Keywords: dimple geometry, pipe, recirculation, flow resistance, pressure drop, flow rate, wall mass


An understanding of fluid flow through pipes and ducts is a fundamental requisite for the design and optimization of fluid–flow systems. In particular, the relationship between flow rate and pressure variation is critical and is among the most studied problems in fluid mechanics. Great efforts have been made to optimize fluid systems and these optimization efforts generally involve the maximization of fluid flow and/or the minimization of pressure loss. Pressure variations within piping systems are a result of so–called “friction pressure losses” and “minor pressure losses”. Friction pressure losses refer to pressure drop caused by friction between the fluid and the bounding wall. Minor losses, on the other hand, are associated with pressure drop that occurs when the flow passes through some obstacles in the piping system, such as a bend, a valve, an orifice plate, a change in diameter, or other. It should be noted that “minor” losses are often significant components of pressure loss within a system. There is a design balance between minimization of pressure loss and maximization of flow that is often sought by a fluid engineer. Reasonable efforts to reduce pressure losses yet increase flow rates are of significant value for both the scientific and the engineering fields. In this regard, the present study aims at assessing the impact of dimpling on pipe walls to improve the optimal piping performance. That is, dimpled surfaces have been shown to increase hydrodynamic performance (for instance, dimpled surfaces reduce drag). Often these improvements are related to flow over external bodies and the dimples modify the boundary layer to reduce flow separation. For internal flows (i.e., flow through pipes/tubes/ducts), on the contrary, separation is not germane however the dimples still impact the flow. In fact, it has been noticed that dimpling can affect the heat/mass transfer processes between the fluid and the wall1 and it often leads to an increase in the thermal or mass transport behavior.
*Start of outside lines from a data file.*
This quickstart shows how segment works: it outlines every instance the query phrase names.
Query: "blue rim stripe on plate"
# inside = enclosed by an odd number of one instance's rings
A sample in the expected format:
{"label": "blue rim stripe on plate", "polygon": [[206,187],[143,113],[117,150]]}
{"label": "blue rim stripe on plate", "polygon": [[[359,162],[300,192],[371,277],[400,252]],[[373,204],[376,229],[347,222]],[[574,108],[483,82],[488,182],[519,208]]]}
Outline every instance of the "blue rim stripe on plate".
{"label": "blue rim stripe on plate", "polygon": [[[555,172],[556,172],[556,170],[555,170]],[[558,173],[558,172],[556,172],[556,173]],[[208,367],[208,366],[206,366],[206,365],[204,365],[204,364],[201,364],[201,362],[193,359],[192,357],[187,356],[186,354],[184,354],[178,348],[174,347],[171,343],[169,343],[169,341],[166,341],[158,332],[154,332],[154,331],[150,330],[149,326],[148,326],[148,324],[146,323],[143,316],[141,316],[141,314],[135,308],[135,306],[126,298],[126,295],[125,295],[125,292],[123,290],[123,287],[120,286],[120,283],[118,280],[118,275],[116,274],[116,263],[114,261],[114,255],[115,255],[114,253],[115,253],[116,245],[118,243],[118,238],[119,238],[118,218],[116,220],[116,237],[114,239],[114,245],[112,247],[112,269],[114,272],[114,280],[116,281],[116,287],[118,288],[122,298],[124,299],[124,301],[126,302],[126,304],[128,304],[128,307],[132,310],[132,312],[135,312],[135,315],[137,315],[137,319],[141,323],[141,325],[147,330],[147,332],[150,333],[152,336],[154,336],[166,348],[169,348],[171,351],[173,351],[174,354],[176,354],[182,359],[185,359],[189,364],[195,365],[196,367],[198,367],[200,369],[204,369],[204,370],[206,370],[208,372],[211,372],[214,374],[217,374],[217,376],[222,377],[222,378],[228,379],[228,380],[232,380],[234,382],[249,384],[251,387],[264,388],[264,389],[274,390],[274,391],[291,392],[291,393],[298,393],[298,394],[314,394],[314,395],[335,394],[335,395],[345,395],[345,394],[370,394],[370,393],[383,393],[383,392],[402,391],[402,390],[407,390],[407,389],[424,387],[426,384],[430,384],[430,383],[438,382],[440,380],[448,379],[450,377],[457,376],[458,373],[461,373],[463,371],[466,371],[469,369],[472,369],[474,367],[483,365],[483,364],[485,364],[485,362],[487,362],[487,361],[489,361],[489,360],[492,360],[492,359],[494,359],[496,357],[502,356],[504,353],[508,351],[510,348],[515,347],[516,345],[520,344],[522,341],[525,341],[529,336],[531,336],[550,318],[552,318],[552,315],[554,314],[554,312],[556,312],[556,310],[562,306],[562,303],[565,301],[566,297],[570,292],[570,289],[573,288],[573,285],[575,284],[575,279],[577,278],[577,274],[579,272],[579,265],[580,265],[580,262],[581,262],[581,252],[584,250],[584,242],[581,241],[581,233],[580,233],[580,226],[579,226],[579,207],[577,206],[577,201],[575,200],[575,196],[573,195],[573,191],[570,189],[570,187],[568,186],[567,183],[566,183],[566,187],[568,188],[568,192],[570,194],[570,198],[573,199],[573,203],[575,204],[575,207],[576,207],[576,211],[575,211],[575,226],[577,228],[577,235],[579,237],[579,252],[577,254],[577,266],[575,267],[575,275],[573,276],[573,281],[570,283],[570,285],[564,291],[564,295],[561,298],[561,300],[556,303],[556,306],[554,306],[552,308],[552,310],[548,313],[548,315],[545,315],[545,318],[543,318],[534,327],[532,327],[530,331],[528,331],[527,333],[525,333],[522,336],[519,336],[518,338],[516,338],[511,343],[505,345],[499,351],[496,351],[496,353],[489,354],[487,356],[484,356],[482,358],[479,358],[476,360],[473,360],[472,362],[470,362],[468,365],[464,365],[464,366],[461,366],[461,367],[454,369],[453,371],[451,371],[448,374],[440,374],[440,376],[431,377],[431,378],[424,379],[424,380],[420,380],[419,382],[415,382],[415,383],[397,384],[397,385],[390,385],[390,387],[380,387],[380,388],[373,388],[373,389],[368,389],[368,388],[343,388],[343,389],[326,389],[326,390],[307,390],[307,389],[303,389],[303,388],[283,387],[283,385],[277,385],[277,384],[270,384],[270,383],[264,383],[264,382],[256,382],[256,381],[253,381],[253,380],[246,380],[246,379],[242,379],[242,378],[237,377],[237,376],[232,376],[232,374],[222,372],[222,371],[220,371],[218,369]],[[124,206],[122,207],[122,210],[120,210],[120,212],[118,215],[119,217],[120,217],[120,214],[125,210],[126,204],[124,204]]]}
The history of similar studies is rich and includes fully developed friction in coiled pipes2 as well as the impact of dimples on external flow over flat surfaces.3 Generally, it was found that the presence of dimples increases both the rate of heat transfer as well as the frictional pressure losses. These findings are confirmed in multiple independent studies4–10 and are evident for a wide range of geometries and Reynolds numbers.8 These findings are also relevant for combined force/natural convection internal flows,11 for flows that are transitional12 and for flows within narrow channels.13 With the impact of dimples on the flow and heat transfer characteristics well established, some works have also turned to design optimization14–21 and to the localized influences of the dimples on the flow patterns (both adjacent to and nearby the dimples). The ultimate goal of these studies is to find a strategy to optimize both the size and the density of dimples, to define their distribution on the tube/duct wall, and to characterize the hydrodynamic performance of dimpled tubes/ducts compared to undimpled ones.22–29 Here, a systematic study of the pressure/flow relationship is made using numerical simulation. The study encompasses a wide range of dimple shapes. Comparisons of pressure/flow results with pre–existing solutions are made in order to establish the veracity of the solutions.

The model

For the present investigation, a circular tube with uniform dimpling is considered. The dimpling may be fabricated by a number of manufacturing processes but it is envisioned as uniform both along the length of the duct as well as around the tube perimeter. The dimples are semicircles with radius R that are formed on the tube/duct wall. Dimples are arranged uniformly around the perimeter of the duct and are not staggered in the flow direction. For the thus–described situation, the flow behavior in a short segment of duct will be repeated along the duct length. Consequently, flow periodicity can be enforced, i.e., the flow patterns through one row of dimples can be repeated through subsequent rows. The solutions are obtained using computational fluid dynamics wherein the fluid region is subdivided into a multitude of small elements over which conservation equations of mass and momentum are solved. The results presented here correspond to a laminar flow with Reynolds numbers of approximately 1150 (halfway to the onset of transitional flow and turbulence). The qualitative behavior and interpretation of the results is the same for other Reynolds numbers, provided the flow is laminar.  The relevant equations are the steady state, incompressible laminar Navier Stokes equations, including both conservation of mass and momentum. They are given below:

u i x i =0 MathType@MTEF@5@5@+= feaagKart1ev2aqatCvAUfeBSjuyZL2yd9gzLbvyNv2CaerbuLwBLn hiov2DGi1BTfMBaeXatLxBI9gBaerbd9wDYLwzYbItLDharqqtubsr 4rNCHbGeaGqiVCI8FfYJH8YrFfeuY=Hhbbf9v8qqaqFr0xc9pk0xbb a9q8WqFfeaY=biLkVcLq=JHqpepeea0=as0Fb9pgeaYRXxe9vr0=vr 0=vqpWqaaeaabiGaciaacaqabeaadaqaaqaaaOqaaKqbacbaaaaaaa aapeWaaSaaaOWdaeaajugib8qacqGHciITcaWG1bqcfa4damaaBaaa leaajugWa8qacaWGPbaal8aabeaaaOqaaKqzGeWdbiabgkGi2kaadI hal8aadaWgaaqaaKqzadWdbiaadMgaaSWdaeqaaaaajugib8qacqGH 9aqpcaaIWaaaaa@44BD@ (1)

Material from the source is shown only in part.